How do you preach hope on Sunday knowing disproportionate numbers of Black people are dying from Covid-19? Some of whom died after being sent home because their symptoms were deemed non-life-threatening. How do we explain these tense times to our children? We need help with the right words. We need therapy to sort out anger, rage, shame, disillusionment, frustration, fear, and fleeing faith.

New Voices Arise

Then, in the summer, we lost three great voices, dedicated witnesses and soldiers: Congressman John Lewis, the Rev. C. T. Vivian, and Dr. Thomas Freeman, a debate coach at Texas Southern University. They died within a month of each other. Their deaths mark the end of an era. New voices arise. What do we tell our babies?

I point to a painting by George Frederic Watts, his 1886 work entitled Hope. Watts depicts a blindfolded woman sitting on a globe, playing the lyre though it has only a single string remaining. The Chicago pastor of a young Barack Obama heard about the painting in a lecture by the Rev. Dr. Frederick G. Sampson at Virginia Union University School of Theology. Pastor Jeremiah Wright returned to Chicago. He preached about the art. His sermon, “Audacity to Hope,” inspired the man who became the first Black president of the United States of America.

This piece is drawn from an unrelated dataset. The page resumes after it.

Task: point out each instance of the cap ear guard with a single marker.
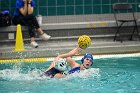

What do we tell our babies? No matter how dire the circumstances, there is always hope. Dr. Sampson was one of my mentors. He once told me over lunch that the painting is a study in contradictions: “The woman is sitting on top of the world yet all you see is pain and despair.” Sampson told me with his classic smile, “If you look at the horizontal that is all you will see. But look up at the vertical, Ashley, and you notice in the painting a few notes are heaven-bound.” If our gaze is focused only on the earthly, we have little reason to hope. But tell our babies, look up toward heaven. Send a few notes up to the God of all comfort even as you take up the hard, dangerous work of earthly reform. Trust in the living God and never give up hope. 

The Rev. Willard C. Ashley, Sr. ’84 M.Div. (ANTS), ’92 D.Min. (ANTS) is a trustee of Andover Newton Seminary at Yale Divinity School. He is pastor of Abundant Joy Community Church in Jersey City, NJ. A certified psychoanalyst, he is the author of several books, including Rules for 21st Century Radicals, forthcoming from Judson Press in 2021.